Earlier this month, the church announced that Cuba was releasing ailing prisoner Ariel Sigler, who had been jailed since a 2003 government crackdown on the island's political opposition.
"The church seems to be pressing the issue of human rights," Peters said. "And the Cuban government has not only accepted this dialogue, but has acknowledged to the public that it is willing to talk about prisoners."
Sigler's release drew praise from the U.S. State Department, which called it "a positive development." The two countries broke off diplomatic relations in 1961 but maintain interests sections in Havana and Washington that operate like embassies.
A series of transfers of prisoners to jails closer to their homes, and the recent release of Ferrer and Sigler, have raised questions of whether Cuba will continue to improve living conditions for its prisoners.
But U.S.-Cuba relations -- which garnered attention last week during migration talks in Washington -- appear at least in part stymied by the imprisonment of American contractor Alan Gross.
Gross, who had been working in Cuba for a Maryland-based U.S. subcontractor called Development Alternatives Inc., was arrested in Havana in December.
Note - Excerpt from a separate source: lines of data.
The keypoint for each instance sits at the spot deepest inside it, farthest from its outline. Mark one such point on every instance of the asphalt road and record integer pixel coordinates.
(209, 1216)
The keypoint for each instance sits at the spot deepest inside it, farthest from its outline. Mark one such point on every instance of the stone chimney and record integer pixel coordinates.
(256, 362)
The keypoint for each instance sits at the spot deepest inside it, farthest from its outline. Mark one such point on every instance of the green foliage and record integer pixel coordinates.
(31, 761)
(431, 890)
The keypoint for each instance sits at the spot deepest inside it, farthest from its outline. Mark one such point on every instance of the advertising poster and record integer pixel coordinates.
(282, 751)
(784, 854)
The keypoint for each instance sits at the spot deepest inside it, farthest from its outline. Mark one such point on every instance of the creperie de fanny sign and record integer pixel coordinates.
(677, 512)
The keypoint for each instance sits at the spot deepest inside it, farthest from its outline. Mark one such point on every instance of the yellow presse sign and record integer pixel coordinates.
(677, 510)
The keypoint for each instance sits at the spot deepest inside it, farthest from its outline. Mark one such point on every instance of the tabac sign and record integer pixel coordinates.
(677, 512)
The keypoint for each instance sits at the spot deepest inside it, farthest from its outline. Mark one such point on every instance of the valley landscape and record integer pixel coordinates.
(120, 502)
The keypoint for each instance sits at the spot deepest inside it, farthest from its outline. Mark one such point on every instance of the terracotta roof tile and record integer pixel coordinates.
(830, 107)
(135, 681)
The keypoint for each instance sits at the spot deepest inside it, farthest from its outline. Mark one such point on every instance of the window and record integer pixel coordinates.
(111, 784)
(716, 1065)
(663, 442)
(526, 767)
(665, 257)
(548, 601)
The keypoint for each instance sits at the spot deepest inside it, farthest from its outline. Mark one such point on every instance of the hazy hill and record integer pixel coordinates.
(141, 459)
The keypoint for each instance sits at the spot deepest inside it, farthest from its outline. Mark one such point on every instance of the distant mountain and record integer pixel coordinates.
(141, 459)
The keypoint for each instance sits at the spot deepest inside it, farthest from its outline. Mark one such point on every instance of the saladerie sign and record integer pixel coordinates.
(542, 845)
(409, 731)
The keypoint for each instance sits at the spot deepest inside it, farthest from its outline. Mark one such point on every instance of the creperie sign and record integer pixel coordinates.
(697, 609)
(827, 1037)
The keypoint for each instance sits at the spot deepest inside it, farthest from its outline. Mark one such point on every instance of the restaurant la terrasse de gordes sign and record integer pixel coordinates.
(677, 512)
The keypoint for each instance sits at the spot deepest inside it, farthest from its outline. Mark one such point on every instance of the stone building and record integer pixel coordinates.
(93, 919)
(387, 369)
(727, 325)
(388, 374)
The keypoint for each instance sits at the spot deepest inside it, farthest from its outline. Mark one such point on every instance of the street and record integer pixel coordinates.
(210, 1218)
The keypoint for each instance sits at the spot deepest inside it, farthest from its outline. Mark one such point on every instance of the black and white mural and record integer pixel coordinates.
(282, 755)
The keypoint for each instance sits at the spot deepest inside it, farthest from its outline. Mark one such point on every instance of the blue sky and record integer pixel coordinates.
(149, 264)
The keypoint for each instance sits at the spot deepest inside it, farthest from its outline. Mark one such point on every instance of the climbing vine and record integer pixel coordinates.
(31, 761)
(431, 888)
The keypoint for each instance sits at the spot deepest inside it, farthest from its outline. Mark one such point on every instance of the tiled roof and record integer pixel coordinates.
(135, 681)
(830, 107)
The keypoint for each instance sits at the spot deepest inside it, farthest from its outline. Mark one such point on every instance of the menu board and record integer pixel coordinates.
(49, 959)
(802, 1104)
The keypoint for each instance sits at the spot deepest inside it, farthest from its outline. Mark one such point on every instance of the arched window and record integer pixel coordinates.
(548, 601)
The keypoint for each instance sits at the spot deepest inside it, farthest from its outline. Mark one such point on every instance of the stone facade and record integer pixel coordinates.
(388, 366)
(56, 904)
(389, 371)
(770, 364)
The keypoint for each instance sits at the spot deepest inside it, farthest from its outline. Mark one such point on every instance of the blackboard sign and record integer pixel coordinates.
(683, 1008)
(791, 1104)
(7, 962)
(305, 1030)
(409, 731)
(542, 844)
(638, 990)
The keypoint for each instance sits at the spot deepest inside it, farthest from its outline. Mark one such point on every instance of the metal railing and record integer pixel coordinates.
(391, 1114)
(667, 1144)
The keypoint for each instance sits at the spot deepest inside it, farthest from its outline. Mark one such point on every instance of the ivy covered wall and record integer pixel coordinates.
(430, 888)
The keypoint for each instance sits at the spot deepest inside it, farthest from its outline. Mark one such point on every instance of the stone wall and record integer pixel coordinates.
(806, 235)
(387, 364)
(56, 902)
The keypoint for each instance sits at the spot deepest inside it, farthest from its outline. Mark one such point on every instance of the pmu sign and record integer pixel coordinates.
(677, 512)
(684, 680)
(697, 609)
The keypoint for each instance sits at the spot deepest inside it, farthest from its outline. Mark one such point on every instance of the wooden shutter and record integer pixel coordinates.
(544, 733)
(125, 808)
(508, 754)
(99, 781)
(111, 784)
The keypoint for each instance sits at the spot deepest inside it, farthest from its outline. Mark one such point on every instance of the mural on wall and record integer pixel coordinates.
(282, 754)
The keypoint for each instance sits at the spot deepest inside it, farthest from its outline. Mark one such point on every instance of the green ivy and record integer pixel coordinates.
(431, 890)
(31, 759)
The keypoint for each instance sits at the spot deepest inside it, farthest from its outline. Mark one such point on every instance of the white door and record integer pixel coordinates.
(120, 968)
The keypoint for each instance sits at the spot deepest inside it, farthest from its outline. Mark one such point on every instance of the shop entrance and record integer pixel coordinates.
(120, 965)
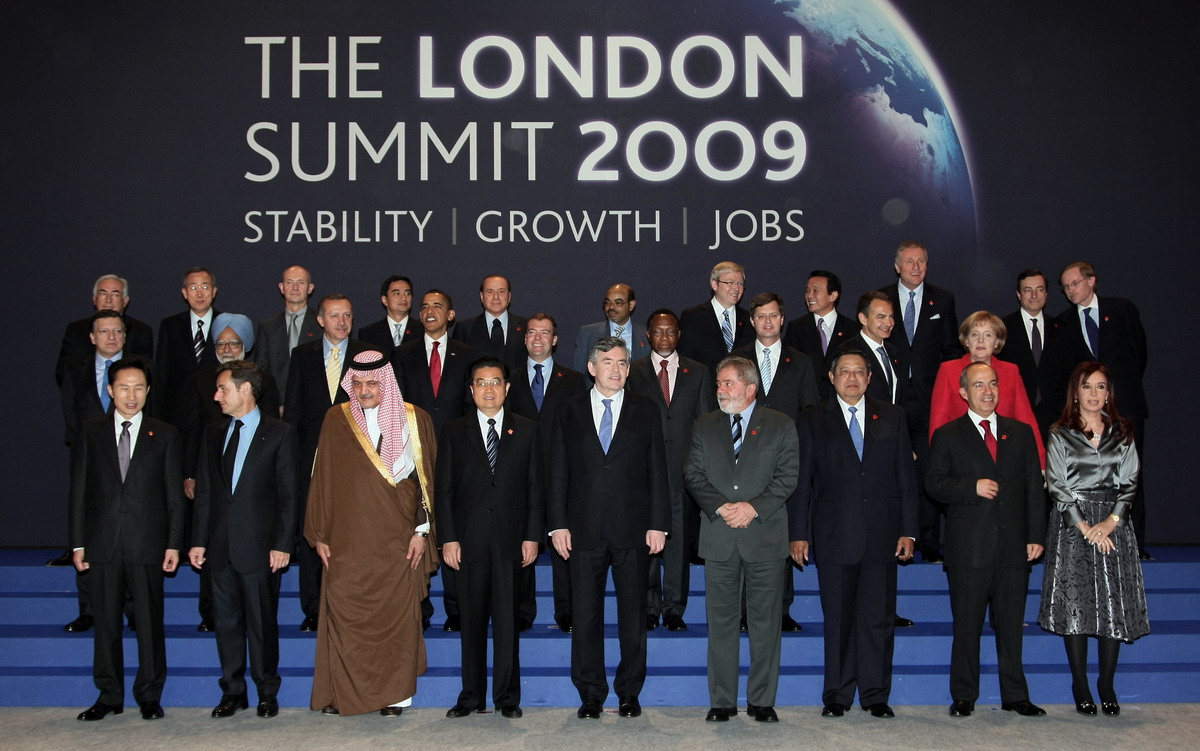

He was jailed on suspicion of espionage.
The U.S. delegation has called for his immediate release.
This week also marked a development with Cuban dissident and long-time hunger striker, Guillermo Farinas, who was temporarily moved by ambulance to a hospital in Cienfuegos, according to a family source who asked not to be named.
Farinas had remained in a hospital in his hometown of Santa Clara following a hunger strike that he said he began in February to protest the imprisonment of the country's political activists.
The move to the Cienfuegos hospital was not considered urgent, the source said.
Farinas continues to remain in frail but stable condition and is soon expected to return to Santa Clara, it added.
The 48-year-old psychologist and writer said he stopped eating solid foods a day after jailed dissident Orlando Zapata Tamayo died in prison following a prolonged hunger strike.
Zapata's death sparked international condemnation from Europe and Washington and drew a rare statement of regret from President Castro.